Sociedade

O Leslie soprou, assustou, feriu e deixou a EDP em modo “perturbado”

Danos provocados pelo vento no bairro de Benfica, em Lisboa
Danos provocados pelo vento no bairro de Benfica, em Lisboa
RAFAEL MARCHANTE

Furacão que passou por Portugal danificou mas não devastou. EDP deixou milhares sem luz e admitiu a gravidade da situação

Expresso

Foi um sopro persistente e nervoso, desgastante e agressivo: o furacão Leslie encontrou caminhos imprevisíveis na breve passagem por Portugal, porque a rota que lhe traçaram não foi o rumo que percorreu, deixou danos complexos para cada um dos diretamente afetados - há feridos ligeiros, perdas materiais, gente retida em espaços públicos e outros sustos e temores - mas as consequências não são devastadoras para um país que sabe o que é perda quando a natureza fica irada.
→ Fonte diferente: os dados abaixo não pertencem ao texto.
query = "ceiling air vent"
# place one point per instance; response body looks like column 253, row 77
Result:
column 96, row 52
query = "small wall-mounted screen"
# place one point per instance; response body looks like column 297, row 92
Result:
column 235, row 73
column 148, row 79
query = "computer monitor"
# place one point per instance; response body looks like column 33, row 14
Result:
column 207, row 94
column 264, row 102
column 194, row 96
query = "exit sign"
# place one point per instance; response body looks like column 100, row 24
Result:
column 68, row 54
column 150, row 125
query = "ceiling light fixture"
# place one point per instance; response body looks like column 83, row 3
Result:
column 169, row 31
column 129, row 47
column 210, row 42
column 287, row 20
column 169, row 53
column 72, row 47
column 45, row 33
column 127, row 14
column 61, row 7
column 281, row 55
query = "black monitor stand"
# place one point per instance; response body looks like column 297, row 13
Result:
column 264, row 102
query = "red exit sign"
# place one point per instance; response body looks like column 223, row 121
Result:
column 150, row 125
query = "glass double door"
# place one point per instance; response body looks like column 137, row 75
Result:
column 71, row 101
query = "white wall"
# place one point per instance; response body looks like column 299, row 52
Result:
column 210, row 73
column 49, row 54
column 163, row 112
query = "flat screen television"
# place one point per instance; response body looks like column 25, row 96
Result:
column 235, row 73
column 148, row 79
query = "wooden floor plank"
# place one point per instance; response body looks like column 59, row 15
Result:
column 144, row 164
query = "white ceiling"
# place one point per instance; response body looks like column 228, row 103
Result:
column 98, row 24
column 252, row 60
Centenas de milhares de clientes da EDP ficaram sem luz, houve um número de árvores por quantificar que não tiveram força para se aguentarem erguidas, as estradas - com a A1 na lista - tornaram-se intransitáveis e o céu também para os aviões que vinham, há muitos carros torturados pela tempestade e telhas que se perderam no ar, mas as autoridades destacaram sempre ao longo da noite que o Leslie foi domado pela prevenção e intervenção humanas. Este é o balanço até às 04h, hora a que acabou a fase crítica e a que este artigo foi publicado - depois de o vento ter mostrado ao país o que é acelerar a 176 quilómetros por hora.
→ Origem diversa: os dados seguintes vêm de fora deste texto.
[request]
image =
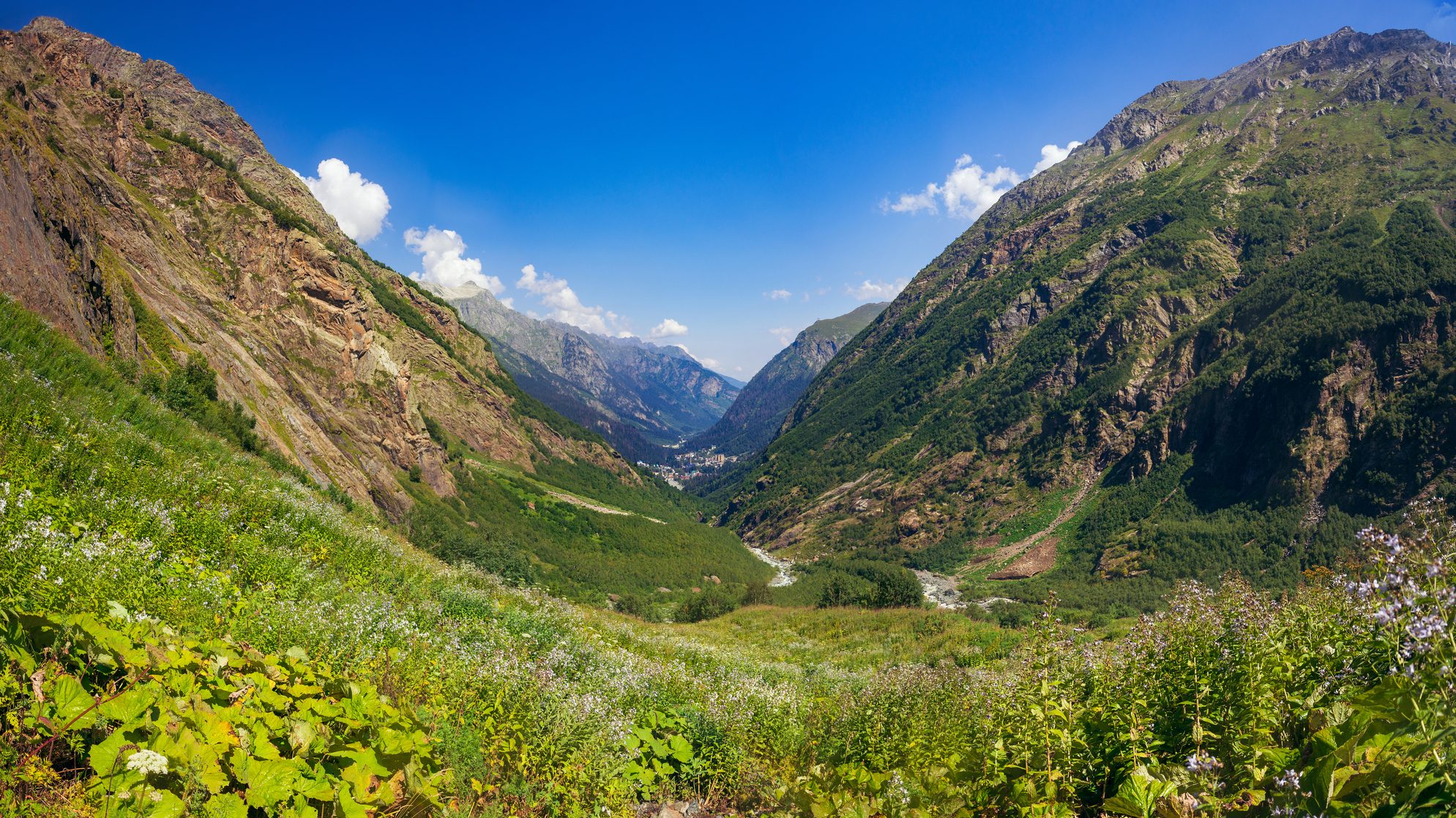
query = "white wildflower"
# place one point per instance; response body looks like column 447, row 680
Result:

Uma das vítimas maiores do Leslie é a EDP, censurada ao longo da noite nos diretos televisivos pela falhas de alimentação a milhares de casas. “Mais de 15.000 habitações sem fornecimento de eletricidade”, começou por noticiar a imprensa à entrada da madrugada. Piorou: “EDP incapaz de fornecer energia a centenas de milhares de clientes devido ao Leslie. Empresa admite que é ‘grave’”, titulava o Expresso a partir de um take da Lusa. A diretora de comunicação da EDP Distribuição, Fernanda Bonifácio, admitia que a situação era “muito grave e complexa” e anunciava que a empresa ia reforçar meios e recursos depois de ativar um módulo de intervenção com designação psíquica: “estado perturbado”. “O estado perturbado é superior ao estado de alerta. Estamos a mobilizar mais meios de outras partes do país para responder às ocorrências”: explicações de Fernanda Bonifácio, que apontava ainda que a empresa ia “naturalmente” dar prioridade a “aglomerados populacionais com maior densidade” na resolução dos problemas. Às zonas isoladas o Leslie mostrou-lhes naturalmente os custos do seu isolamento.
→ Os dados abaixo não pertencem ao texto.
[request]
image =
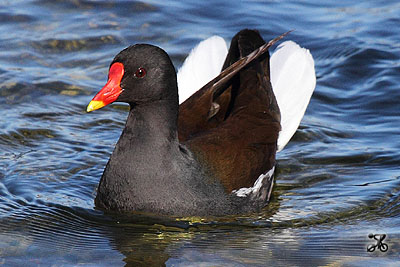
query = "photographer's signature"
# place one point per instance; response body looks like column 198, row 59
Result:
column 379, row 243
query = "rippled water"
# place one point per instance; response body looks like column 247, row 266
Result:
column 337, row 181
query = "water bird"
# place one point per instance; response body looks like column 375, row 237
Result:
column 214, row 153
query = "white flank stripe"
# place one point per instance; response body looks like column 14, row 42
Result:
column 245, row 191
Alguns dos relatos humanos mais complicados chegaram do distrito de Coimbra: “Quedas de árvores, acidentes com carros, telhas que se soltaram e outros objetos fazem feridos ligeiros”, alertava o Expresso novamente a partir de um take da Lusa, que relatava também “o nível de destruição do Leslie” na região. A natureza virou-se contra si própria - “registaram-se muitas quedas de árvores, algumas arrancadas pela raiz pela força do vento”, contava o citado take - e mostrava a debilidade da construção humana - “andaimes e placas de sinalização” cederam às rajadas da tempestade. Além dos ferimentos, o Leslie deixou “dezenas de desalojados” no distrito (à semelhança do constatado em Alcobaça e na Marinha Grande) e provocou “uma destruição muito grande em telhados de habitações”.

A Figueira da Foz assistiu à infração maior do furacão, ventos de 176 quilómetros por hora. O IPMA tinha preparado o país para a eventualidade da transgressão chegar a 180 ou até 190 mas ninguém se prepara para ficar com mais de 800 pessoas retidas num mesmo espaço. Foi o que aconteceu no Centro de Artes e Espetáculos da Figueira da Foz, após um concerto da fadista Carminho - as árvores tombavam na rua e havia que proteger a multidão do Leslie, ele que começou há 20 dias e “é muito distinto das tempestades tropicais habituais no Atlântico norte”. Trata-se de explicações do investigador Ricardo Trigo na SIC Notícias, que trouxe de novo o léxico psíquico para uma noite de tempestade: “Há um sistema depressionário muito intenso na Península Ibérica que está puxar o Leslie para norte”. Depressionário como numa das canções de Carminho: “E quando o vento se agita / Agita-se o meu tormento / Quero esquecer-te, acredita / Mas cada vez há mais vento”.